Let’s just say today I had a little harder of a time to focus. It was very tempting for me to sit on the couch and crack open a beer, but instead I pulled out my new love Dana and took her for a hard ride.

I rode down to my Cherry/Commissioner’s/Leslie/Unwin loop and started off with one medium intensity lap.

Home to Loop: 7.18k – 16:26 – 26.2 km/h – 128 AHR
Lap 1: 6.36k – 11:55 – 32 km/h – 151 AHR

On the second lap I dropped down a gear (the loop is nearly completely flat) and kept the same cadence (in fact I kept an average of 103 for nearly all laps).

Lap 2: 6.36k – 12:04 – 31.5 km/h – 150 AHR

Lap three I felt like pushing a more of a high intensity lap. Back up one gear.

Lap 3: 6.36k – 11:34 – 33.0 km/h – 160 AHR

Lap four was my time trial. I went up one more gear.

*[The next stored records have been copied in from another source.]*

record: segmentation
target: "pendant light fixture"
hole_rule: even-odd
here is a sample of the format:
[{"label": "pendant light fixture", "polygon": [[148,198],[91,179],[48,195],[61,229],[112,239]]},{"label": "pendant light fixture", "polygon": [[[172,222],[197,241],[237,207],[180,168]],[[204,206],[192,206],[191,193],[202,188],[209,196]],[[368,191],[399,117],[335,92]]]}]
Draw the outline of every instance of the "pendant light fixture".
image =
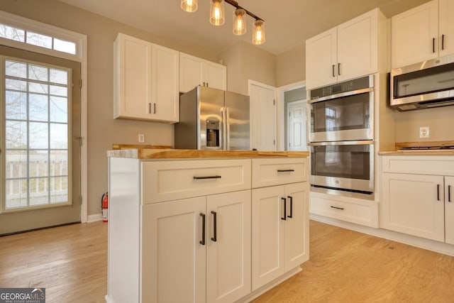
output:
[{"label": "pendant light fixture", "polygon": [[263,20],[258,19],[254,21],[253,43],[255,45],[265,43],[265,21]]},{"label": "pendant light fixture", "polygon": [[233,12],[233,33],[241,35],[246,33],[246,11],[236,9]]},{"label": "pendant light fixture", "polygon": [[226,8],[223,0],[210,0],[210,23],[218,26],[226,21]]},{"label": "pendant light fixture", "polygon": [[197,0],[182,0],[182,9],[188,13],[194,13],[197,10]]},{"label": "pendant light fixture", "polygon": [[[265,21],[247,9],[240,6],[235,0],[209,0],[210,1],[210,23],[221,26],[226,21],[225,2],[235,7],[233,12],[233,33],[240,35],[246,33],[246,15],[253,17],[254,27],[253,31],[253,43],[265,43]],[[197,0],[181,0],[182,9],[184,11],[193,12],[197,10]]]}]

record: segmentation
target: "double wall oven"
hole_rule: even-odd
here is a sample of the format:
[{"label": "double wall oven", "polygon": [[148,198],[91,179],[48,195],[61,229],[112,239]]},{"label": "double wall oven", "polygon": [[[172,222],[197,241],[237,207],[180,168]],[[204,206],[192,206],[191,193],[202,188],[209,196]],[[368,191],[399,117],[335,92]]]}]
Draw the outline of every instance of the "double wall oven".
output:
[{"label": "double wall oven", "polygon": [[373,75],[309,92],[313,191],[374,198]]}]

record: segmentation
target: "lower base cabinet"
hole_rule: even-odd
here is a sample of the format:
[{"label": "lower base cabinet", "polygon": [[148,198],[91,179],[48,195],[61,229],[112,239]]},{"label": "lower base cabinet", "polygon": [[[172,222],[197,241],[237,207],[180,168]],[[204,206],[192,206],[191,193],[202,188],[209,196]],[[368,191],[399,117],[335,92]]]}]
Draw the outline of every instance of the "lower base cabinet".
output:
[{"label": "lower base cabinet", "polygon": [[253,189],[252,287],[309,260],[309,183]]},{"label": "lower base cabinet", "polygon": [[250,190],[143,206],[143,302],[232,302],[250,285]]}]

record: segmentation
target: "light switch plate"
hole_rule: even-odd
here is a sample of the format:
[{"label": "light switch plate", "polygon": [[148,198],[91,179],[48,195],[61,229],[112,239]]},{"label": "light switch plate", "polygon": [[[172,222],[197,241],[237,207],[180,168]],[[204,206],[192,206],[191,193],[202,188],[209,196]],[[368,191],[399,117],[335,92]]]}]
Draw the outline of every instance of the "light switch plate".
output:
[{"label": "light switch plate", "polygon": [[428,126],[421,126],[419,128],[419,138],[428,138]]}]

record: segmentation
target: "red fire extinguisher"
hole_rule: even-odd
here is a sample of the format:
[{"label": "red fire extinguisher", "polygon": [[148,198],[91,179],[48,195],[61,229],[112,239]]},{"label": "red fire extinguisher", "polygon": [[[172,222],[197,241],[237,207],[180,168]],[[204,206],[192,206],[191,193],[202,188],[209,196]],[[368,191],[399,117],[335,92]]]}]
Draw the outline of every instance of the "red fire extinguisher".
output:
[{"label": "red fire extinguisher", "polygon": [[101,198],[101,209],[102,210],[102,221],[107,222],[109,211],[109,193],[105,192]]}]

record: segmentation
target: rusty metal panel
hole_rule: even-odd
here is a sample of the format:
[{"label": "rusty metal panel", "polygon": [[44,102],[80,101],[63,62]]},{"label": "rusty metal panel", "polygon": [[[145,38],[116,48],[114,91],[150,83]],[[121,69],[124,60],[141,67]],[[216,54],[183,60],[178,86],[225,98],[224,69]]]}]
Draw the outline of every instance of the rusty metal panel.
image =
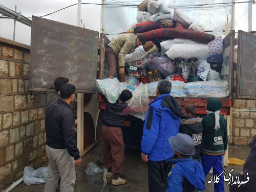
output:
[{"label": "rusty metal panel", "polygon": [[95,93],[98,32],[32,17],[29,90],[49,91],[68,78],[77,92]]},{"label": "rusty metal panel", "polygon": [[223,39],[223,62],[221,72],[221,78],[228,82],[229,97],[233,97],[233,62],[234,50],[234,31],[231,31]]},{"label": "rusty metal panel", "polygon": [[110,42],[110,40],[108,37],[103,33],[100,33],[99,73],[97,76],[99,79],[106,77],[108,74],[108,62],[105,58],[105,50]]},{"label": "rusty metal panel", "polygon": [[256,98],[256,35],[238,31],[238,98]]}]

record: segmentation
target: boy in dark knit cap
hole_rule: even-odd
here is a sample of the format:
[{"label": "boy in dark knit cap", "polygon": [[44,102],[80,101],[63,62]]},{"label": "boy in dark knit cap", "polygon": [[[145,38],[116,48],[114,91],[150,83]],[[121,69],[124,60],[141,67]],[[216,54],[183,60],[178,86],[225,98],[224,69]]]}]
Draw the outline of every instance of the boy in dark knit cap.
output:
[{"label": "boy in dark knit cap", "polygon": [[205,177],[202,165],[193,161],[196,154],[195,144],[191,137],[182,133],[170,137],[169,143],[173,148],[175,159],[170,160],[173,167],[168,175],[166,192],[191,192],[203,190]]},{"label": "boy in dark knit cap", "polygon": [[197,153],[192,158],[199,163],[201,162],[201,144],[203,135],[202,118],[196,117],[197,108],[193,104],[189,104],[184,107],[184,116],[186,119],[181,120],[179,133],[188,135],[195,143],[195,149]]},{"label": "boy in dark knit cap", "polygon": [[[202,165],[205,177],[213,166],[213,175],[219,176],[223,171],[223,156],[227,150],[227,121],[220,114],[221,101],[209,98],[206,105],[207,115],[203,118],[203,140],[201,146]],[[218,183],[214,183],[215,192],[224,191],[223,174]]]}]

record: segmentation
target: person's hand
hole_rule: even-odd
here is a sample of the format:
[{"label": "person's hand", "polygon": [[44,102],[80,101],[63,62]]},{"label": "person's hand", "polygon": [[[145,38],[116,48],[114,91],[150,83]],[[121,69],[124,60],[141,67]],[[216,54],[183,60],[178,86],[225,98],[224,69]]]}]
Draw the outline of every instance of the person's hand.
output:
[{"label": "person's hand", "polygon": [[141,153],[141,159],[145,162],[148,161],[148,159],[147,159],[147,155],[144,155],[142,153]]},{"label": "person's hand", "polygon": [[81,164],[81,162],[82,162],[82,159],[81,159],[80,157],[77,160],[75,159],[75,163],[74,163],[74,164],[75,165],[75,166],[78,166]]},{"label": "person's hand", "polygon": [[119,75],[123,75],[124,74],[124,68],[120,67],[119,69]]}]

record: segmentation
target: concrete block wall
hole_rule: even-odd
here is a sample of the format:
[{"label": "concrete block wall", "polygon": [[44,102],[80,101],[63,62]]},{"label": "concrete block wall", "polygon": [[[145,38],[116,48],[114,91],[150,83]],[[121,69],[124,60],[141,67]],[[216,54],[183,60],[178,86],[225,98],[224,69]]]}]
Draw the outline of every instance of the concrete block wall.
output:
[{"label": "concrete block wall", "polygon": [[28,90],[29,47],[0,38],[0,190],[24,168],[47,160],[45,110],[50,94]]},{"label": "concrete block wall", "polygon": [[234,99],[233,111],[233,142],[247,145],[256,135],[255,99]]}]

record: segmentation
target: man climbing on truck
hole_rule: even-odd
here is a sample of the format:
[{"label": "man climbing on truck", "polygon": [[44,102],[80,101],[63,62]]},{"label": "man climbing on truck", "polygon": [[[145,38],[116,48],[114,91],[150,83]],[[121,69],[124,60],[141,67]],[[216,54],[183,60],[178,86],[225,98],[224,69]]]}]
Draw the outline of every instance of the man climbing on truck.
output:
[{"label": "man climbing on truck", "polygon": [[114,77],[117,71],[119,81],[125,82],[125,55],[132,53],[136,47],[144,45],[146,41],[144,36],[137,36],[132,33],[119,35],[112,40],[105,50],[109,64],[109,78]]}]

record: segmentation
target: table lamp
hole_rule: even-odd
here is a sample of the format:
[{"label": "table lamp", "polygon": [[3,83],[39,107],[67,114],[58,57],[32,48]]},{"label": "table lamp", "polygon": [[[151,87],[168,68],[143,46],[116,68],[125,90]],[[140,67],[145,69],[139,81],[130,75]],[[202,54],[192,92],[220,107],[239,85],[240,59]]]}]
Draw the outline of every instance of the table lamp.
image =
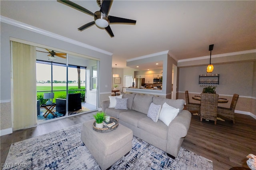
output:
[{"label": "table lamp", "polygon": [[52,100],[54,98],[54,93],[44,93],[44,99],[48,99],[46,102],[46,104],[52,104],[52,102],[50,100],[50,99]]}]

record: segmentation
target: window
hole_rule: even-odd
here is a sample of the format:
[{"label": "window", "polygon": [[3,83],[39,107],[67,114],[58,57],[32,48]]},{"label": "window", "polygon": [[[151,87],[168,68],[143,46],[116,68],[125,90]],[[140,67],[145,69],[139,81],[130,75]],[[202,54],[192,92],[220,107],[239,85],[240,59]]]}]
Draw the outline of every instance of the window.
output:
[{"label": "window", "polygon": [[97,90],[97,66],[92,66],[92,70],[90,90]]}]

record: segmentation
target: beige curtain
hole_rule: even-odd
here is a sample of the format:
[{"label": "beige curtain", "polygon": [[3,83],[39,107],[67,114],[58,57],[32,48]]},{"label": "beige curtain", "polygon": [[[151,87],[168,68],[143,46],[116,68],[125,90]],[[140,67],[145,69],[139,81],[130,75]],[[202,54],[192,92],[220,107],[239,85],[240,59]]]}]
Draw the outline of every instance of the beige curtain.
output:
[{"label": "beige curtain", "polygon": [[36,47],[11,41],[13,130],[36,125]]}]

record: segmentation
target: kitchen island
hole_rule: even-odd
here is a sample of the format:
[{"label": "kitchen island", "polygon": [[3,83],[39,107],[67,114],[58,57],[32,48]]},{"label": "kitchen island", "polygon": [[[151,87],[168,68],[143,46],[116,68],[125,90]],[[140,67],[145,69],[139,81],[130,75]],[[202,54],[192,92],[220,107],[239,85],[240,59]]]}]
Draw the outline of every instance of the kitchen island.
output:
[{"label": "kitchen island", "polygon": [[[126,92],[131,92],[131,93],[141,93],[143,94],[152,94],[154,95],[158,96],[162,96],[164,98],[168,98],[167,96],[169,96],[170,94],[166,94],[163,93],[164,92],[162,89],[160,90],[158,88],[126,88]],[[171,94],[170,94],[171,95]]]}]

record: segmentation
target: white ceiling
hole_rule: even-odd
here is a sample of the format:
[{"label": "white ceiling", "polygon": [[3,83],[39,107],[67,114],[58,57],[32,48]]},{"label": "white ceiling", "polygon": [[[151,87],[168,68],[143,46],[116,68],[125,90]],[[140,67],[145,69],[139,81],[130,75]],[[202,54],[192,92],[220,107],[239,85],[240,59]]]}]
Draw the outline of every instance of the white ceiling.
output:
[{"label": "white ceiling", "polygon": [[[96,0],[72,1],[94,13]],[[1,15],[113,53],[112,67],[169,51],[175,59],[256,49],[256,1],[114,0],[109,14],[137,21],[110,24],[115,35],[93,25],[93,17],[56,0],[0,0]]]}]

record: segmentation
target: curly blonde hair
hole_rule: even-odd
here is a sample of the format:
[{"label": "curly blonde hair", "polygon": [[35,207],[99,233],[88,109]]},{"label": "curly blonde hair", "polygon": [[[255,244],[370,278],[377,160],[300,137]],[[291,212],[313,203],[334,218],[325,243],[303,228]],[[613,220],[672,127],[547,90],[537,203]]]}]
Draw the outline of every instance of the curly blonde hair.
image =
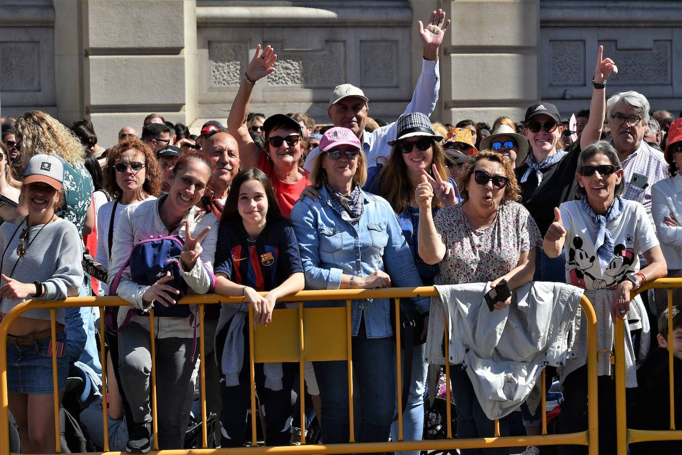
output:
[{"label": "curly blonde hair", "polygon": [[49,114],[27,112],[17,119],[14,130],[18,141],[22,141],[21,161],[25,166],[36,153],[54,155],[72,165],[85,162],[85,149],[80,141]]}]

Lap 4: 6.36k – 11:05 – 34.4 km/h – 172 AHR

Lap five was a cool down lap, then I intended on going home. But by this point I couldn’t get myself to go straight. There was some unfinished business—I pushed for another strong lap. Aside from the heart rate variation (cardiac drift?), it was an identical performance to the first lap.

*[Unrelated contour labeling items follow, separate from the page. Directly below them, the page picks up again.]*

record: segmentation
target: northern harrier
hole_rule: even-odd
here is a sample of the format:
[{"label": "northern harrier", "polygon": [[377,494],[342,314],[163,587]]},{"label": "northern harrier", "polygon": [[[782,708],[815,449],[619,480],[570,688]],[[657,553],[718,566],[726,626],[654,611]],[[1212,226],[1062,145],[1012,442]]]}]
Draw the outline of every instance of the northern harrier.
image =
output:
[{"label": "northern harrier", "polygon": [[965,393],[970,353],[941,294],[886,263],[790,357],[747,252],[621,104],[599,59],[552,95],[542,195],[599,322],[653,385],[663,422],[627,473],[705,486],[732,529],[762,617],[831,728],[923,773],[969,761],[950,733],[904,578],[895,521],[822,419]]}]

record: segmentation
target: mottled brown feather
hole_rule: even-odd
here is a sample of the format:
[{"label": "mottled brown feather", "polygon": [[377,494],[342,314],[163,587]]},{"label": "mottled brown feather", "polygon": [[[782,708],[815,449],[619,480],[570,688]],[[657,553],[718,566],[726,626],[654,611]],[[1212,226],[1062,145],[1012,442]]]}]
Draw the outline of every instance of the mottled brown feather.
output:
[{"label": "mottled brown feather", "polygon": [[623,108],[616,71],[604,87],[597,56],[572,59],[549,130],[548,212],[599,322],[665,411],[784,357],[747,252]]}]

Lap 5: 6.36k – 12:34 – 30.4 km/h – 157 AHR
Lap 6: 6.36k – 11:55 –  32.0 km/h – 162 AHR
Loop to home: 7.16k – 20.5 km/h – 138 AHR 

Total: 52.5 km – 1 hour 48 minutes.

That was all I was planning on doing until I saw the front door of my apartment. I wasn’t ready to call it a day, so I ran in, dropped off my bike and threw on my running shoes. 

I was just going to do a quick 2k loop around the block. I wanted to just get a short brick in to get a feel for it, but once I started running I had this uncontrollable need to keep going. I started running south toward the lake, but when I got held up at a light I made a right turn. 

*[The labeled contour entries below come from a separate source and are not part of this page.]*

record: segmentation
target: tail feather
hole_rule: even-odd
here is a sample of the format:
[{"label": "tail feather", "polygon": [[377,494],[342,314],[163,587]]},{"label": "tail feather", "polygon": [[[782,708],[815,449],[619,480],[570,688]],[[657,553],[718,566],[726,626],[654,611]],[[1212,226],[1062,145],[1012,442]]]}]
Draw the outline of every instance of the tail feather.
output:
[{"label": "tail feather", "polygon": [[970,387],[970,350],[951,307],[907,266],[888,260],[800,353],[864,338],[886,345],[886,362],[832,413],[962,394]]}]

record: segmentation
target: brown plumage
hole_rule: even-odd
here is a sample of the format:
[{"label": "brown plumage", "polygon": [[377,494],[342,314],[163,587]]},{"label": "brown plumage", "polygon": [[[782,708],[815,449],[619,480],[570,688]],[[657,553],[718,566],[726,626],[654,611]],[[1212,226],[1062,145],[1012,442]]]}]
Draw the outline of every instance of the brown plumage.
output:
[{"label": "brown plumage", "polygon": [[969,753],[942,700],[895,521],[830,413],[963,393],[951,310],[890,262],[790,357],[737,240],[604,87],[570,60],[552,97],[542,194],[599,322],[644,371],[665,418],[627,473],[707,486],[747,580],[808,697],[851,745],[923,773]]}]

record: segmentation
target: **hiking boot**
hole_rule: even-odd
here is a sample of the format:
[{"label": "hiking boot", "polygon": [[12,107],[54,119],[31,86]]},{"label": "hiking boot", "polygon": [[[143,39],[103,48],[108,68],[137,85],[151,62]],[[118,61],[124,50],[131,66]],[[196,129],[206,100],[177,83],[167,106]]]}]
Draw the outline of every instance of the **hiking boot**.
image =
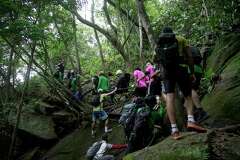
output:
[{"label": "hiking boot", "polygon": [[187,124],[187,129],[189,131],[195,131],[195,132],[198,132],[198,133],[205,133],[207,132],[207,129],[197,125],[196,123],[193,123],[193,122],[188,122]]},{"label": "hiking boot", "polygon": [[179,140],[179,139],[182,138],[182,136],[180,135],[180,132],[176,131],[176,132],[173,132],[173,133],[172,133],[172,138],[173,138],[174,140]]},{"label": "hiking boot", "polygon": [[112,132],[112,128],[105,129],[105,133]]},{"label": "hiking boot", "polygon": [[200,109],[197,112],[196,121],[197,123],[201,123],[202,121],[206,120],[208,117],[209,117],[208,113],[203,109]]},{"label": "hiking boot", "polygon": [[92,138],[96,137],[96,131],[92,131]]}]

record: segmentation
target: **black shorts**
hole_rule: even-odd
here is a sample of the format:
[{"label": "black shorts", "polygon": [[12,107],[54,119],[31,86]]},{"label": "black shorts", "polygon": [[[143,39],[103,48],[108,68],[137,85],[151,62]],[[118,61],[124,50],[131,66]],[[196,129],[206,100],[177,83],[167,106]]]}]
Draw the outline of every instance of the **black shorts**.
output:
[{"label": "black shorts", "polygon": [[188,68],[177,67],[175,69],[170,69],[165,71],[166,73],[163,80],[163,85],[165,93],[174,93],[176,83],[179,89],[182,91],[184,97],[191,96],[192,83],[190,81],[190,75],[188,73]]},{"label": "black shorts", "polygon": [[147,94],[147,88],[146,87],[136,87],[134,94],[137,97],[145,97]]},{"label": "black shorts", "polygon": [[192,89],[198,90],[202,78],[202,73],[195,73],[196,80],[192,82]]}]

For the first 3k I didn’t look at my Garmin at all. I had no idea where I was going, when I was going to stop, what my heart rate was, and I didn’t care. I just kept running. It started to drizzle and rain. It wasn’t nice out at all. I didn’t pick a pretty route. I kept on running.

There was another runner on the opposite side of the street. I was slowly gaining on him until I caught up, passed him, and crossed the street right in front of him. That felt good.

Around the 5k mark I had a look at my average speed—11.2 km/h. I didn’t think I had held that kind of speed for so long before, but I wasn’t sure (since the bike computer has no pace display). This is where I set my goal of 10k.

There are a lot of things outside my control right now. But right there, right then, the only thing I could do was take the one thing I had control over and own it. I was going to finish that 10k run.

With 2.5k left I ran past the point in the road where I felt my tendon rupture last year. I tried to maintain my form as well as I could—I wasn’t going to let that happen again. It started raining harder, and the sidewalk ended. I ran down a big hill, trying to contain my speed. Trying to take advantage of the hill without making my injuries worse. When I got to the bottom of the hill my stride was so long I couldn’t control myself anymore. I had 1k left, and everything started to hurt.

From my IT bands to my tib post, to my quads to pretty much everything below my waist—everything was screaming out in agony, but the only thing I could do was keep running.

When I got back to my apartment there was no crowd, no cheering, no medal, no chip time. It didn’t matter that Thursday I’m getting the results of my MRI, which could very well keep me from running ever again. It didn’t matter that I had my personal best 40k bike split or my best 10k run ever. It was just me sitting in a puddle with steam coming off my body. All that mattered was that I finished.

10k – 54:49 – 5:28 pace

Fuck you Monday—I won this round.

3 responses to “Monday’s brick workout – how kick ass on your own terms

  1. Um, you didn’t just win – you blew Monday’s brains out!! Way to smoke the ride AND run! Killer speed.